Des touristes et des singes
En Ouganda, le parc national de Kibale (créé en 1993, 795 km2) héberge aujourd’hui la plus grande biomasse de primates au monde. Auparavant, la forêt était ponctuellement habitée et utilisée par les populations locales. Elle a aussi été exploitée commercialement pour son bois dans les années 1970, et a servi de refuge pour les humains lors de la dictature d’Idi Amin Dada. Les conflits armés et les habitants de la forêt ont alors décimé une partie de sa faune sauvage. Aujourd’hui, le parc (dont les limites administratives correspondent à la partie forestière) est placé sous l’égide du ministère du Tourisme, de la Nature et des Antiquités. Il est géré par l’Uganda Wildlife Authority (UWA), soulignant le rôle du tourisme de nature dans l’économie nationale. Le tourisme est en effet la deuxième source de revenus du pays : il est ici dédié à la vision des primates, notamment des chimpanzés (menacés d’extinction, placés sur la liste rouge de l’Union Internationale pour la Conservation de la Nature - UICN). L’UWA n’hésite pas à proclamer Kibale « capitale régionale », voire « internationale » de cette activité.

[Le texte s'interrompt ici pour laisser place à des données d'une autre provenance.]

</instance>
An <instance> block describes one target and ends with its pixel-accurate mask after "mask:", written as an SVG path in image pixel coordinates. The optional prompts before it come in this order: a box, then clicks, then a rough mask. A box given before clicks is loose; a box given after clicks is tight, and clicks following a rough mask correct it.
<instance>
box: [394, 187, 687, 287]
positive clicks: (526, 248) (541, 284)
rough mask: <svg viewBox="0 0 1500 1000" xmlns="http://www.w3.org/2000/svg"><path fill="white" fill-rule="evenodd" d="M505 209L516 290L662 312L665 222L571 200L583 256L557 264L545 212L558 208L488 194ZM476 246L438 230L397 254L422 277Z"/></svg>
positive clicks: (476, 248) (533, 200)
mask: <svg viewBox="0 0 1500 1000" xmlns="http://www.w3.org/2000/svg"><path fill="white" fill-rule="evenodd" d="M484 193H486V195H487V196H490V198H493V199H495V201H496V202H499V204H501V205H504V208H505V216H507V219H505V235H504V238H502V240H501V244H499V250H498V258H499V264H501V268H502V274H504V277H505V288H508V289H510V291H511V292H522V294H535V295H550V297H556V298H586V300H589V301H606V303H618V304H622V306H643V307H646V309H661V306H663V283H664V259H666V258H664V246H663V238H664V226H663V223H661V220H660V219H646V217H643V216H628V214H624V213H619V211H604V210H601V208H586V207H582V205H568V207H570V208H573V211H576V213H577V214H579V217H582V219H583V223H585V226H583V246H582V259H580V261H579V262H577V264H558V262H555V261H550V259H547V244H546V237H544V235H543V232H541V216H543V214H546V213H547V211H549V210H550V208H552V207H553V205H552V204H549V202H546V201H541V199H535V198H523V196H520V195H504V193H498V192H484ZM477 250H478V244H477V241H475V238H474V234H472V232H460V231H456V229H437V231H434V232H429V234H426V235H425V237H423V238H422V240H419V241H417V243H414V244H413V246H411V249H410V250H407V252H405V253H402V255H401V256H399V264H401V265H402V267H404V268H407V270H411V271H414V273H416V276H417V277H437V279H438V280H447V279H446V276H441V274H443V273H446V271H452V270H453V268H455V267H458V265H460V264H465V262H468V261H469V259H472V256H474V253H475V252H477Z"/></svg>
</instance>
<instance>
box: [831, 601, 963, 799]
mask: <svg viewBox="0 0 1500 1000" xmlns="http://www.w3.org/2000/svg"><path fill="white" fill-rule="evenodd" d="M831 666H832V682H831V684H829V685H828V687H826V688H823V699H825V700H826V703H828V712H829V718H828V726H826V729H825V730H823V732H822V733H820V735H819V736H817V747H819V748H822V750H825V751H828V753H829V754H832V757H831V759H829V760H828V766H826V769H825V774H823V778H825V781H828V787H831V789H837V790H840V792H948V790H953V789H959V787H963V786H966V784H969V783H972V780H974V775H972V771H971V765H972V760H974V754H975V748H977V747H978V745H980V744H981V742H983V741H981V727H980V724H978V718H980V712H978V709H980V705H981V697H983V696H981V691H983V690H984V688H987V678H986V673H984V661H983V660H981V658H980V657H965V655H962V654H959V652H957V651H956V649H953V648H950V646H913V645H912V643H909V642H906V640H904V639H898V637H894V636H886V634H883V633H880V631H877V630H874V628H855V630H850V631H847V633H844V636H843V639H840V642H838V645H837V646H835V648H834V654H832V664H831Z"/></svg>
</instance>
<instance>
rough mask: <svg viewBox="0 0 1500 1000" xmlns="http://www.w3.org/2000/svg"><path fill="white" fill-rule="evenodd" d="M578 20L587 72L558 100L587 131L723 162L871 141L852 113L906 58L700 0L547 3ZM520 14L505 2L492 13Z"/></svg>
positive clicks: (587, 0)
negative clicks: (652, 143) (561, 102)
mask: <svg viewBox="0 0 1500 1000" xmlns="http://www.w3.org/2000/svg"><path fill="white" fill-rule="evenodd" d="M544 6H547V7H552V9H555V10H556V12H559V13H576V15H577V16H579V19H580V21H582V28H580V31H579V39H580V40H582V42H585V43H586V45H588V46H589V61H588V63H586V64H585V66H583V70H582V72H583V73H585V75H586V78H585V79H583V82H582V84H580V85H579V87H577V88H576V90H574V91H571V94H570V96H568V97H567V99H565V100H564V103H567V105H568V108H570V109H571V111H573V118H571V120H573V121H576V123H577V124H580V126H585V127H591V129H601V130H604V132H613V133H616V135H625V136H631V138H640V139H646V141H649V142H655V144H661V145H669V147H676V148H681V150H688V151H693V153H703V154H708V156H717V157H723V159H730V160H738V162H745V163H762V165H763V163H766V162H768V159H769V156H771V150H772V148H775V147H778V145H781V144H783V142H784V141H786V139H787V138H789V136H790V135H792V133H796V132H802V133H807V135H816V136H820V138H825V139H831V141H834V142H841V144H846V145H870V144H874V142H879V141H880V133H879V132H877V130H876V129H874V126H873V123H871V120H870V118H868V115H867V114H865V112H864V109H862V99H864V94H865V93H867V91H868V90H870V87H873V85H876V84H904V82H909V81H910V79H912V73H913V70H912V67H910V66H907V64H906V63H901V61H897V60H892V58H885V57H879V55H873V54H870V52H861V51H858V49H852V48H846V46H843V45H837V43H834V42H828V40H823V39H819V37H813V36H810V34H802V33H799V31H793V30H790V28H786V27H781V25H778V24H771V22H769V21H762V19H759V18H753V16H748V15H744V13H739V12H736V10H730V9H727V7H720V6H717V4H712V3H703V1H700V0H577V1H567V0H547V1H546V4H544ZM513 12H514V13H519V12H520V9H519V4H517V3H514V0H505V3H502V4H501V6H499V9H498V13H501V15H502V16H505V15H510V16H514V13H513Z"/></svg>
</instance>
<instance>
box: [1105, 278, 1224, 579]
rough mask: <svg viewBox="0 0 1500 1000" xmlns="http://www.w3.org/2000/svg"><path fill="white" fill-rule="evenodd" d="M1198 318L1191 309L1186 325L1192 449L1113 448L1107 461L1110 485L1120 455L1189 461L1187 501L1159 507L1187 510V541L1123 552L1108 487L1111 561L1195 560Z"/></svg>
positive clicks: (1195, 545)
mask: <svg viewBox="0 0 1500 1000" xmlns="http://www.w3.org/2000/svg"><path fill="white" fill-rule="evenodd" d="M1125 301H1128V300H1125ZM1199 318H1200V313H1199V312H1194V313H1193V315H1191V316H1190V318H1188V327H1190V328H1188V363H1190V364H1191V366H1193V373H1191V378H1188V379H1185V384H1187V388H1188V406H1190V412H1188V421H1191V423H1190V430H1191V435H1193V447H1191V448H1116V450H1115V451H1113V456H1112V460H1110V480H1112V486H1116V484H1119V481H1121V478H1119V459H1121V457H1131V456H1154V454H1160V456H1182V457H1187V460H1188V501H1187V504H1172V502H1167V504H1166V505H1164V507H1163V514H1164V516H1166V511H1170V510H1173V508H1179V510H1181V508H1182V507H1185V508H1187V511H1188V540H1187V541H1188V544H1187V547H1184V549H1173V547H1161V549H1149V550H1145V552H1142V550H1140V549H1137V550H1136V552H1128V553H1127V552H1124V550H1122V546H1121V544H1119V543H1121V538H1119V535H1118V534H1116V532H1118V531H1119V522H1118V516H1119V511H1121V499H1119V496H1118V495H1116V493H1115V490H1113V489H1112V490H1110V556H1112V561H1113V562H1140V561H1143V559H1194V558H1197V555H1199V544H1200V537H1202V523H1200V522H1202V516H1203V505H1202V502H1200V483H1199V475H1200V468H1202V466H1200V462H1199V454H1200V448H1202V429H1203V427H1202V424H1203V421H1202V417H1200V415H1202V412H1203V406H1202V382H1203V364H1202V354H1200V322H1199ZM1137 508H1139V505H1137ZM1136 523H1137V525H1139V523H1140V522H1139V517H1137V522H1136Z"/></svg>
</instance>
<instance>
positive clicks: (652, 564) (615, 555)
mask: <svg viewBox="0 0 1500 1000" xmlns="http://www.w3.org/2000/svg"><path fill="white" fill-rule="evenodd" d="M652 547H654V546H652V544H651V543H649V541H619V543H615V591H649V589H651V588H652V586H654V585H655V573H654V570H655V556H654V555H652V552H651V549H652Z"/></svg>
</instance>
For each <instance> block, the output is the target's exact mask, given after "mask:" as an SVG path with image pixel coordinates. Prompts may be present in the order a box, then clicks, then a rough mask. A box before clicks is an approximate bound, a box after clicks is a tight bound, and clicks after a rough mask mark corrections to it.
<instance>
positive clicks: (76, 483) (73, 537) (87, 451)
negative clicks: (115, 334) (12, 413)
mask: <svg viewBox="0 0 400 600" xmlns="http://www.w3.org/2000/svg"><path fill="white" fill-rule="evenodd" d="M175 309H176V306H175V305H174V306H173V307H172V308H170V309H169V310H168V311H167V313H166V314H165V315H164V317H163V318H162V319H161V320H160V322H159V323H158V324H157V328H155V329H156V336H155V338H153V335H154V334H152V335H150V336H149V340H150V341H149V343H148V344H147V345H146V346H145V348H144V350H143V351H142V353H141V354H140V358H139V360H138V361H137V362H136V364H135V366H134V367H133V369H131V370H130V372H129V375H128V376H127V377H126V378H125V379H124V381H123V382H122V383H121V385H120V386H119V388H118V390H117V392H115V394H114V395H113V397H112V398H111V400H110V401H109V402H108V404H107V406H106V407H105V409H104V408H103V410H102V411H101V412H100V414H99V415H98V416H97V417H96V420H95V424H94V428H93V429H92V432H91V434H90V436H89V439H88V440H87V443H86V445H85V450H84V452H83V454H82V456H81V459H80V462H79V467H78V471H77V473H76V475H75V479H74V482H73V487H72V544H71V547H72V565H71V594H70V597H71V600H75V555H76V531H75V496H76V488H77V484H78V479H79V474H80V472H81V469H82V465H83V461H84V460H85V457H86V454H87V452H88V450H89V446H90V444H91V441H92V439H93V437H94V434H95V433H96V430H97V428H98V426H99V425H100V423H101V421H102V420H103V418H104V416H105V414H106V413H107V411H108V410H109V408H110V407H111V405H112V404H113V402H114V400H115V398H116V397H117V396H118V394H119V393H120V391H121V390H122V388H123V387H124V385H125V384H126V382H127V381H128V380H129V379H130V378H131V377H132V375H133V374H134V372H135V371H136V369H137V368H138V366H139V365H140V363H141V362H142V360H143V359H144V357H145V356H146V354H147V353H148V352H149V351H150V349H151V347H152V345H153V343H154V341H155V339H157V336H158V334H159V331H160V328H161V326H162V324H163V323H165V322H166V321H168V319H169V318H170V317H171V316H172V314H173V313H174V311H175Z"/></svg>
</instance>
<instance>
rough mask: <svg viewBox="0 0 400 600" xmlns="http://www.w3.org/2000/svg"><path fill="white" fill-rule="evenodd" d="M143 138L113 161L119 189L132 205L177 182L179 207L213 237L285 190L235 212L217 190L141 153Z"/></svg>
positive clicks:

Le parc est entouré d’une très forte densité de population humaine, en particulier au Nord, et de nombreuses activités prennent place à sa lisière (notamment l’agriculture avec des plantations de bananes plantain, d’eucalyptus et de thé). Une route goudronnée très fréquentée le traverse. Deux ethnies majoritaires autour du parc (Batooro et Bakiga) pratiquent principalement l’agriculture de subsistance. Si elles n’ont plus le droit d’accéder librement à la forêt et à ses ressources, les communautés locales reçoivent en principe 20 % des revenus générés par les entrées des touristes dans le parc, censés compenser les dommages causés par la faune sauvage dans les jardins vivriers en bordure de ce dernier. Elles peuvent aussi pratiquer des activités traditionnelles « réglementées » dans certaines zones.
Nos travaux se concentrent sur le site de Sebitoli (25 km), situé à l’extrémité nord du parc. Il constitue un site d’étude orignal pour analyser les territoires végétaux, humains et animaux le long d’une lisière agro-forestière séparant un territoire protégé (le parc) d’un territoire qui ne l’est pas (celui des populations humaines). Une station hébergeant des écogardes de l’UWA est située dans cette zone. Des recherches scientifiques et des activités de conservation de l’habitat et des chimpanzés y sont conduites depuis 2008 par le Sebitoli Chimpanzee Project – SCP (dirigé par S. et J.M. Krief).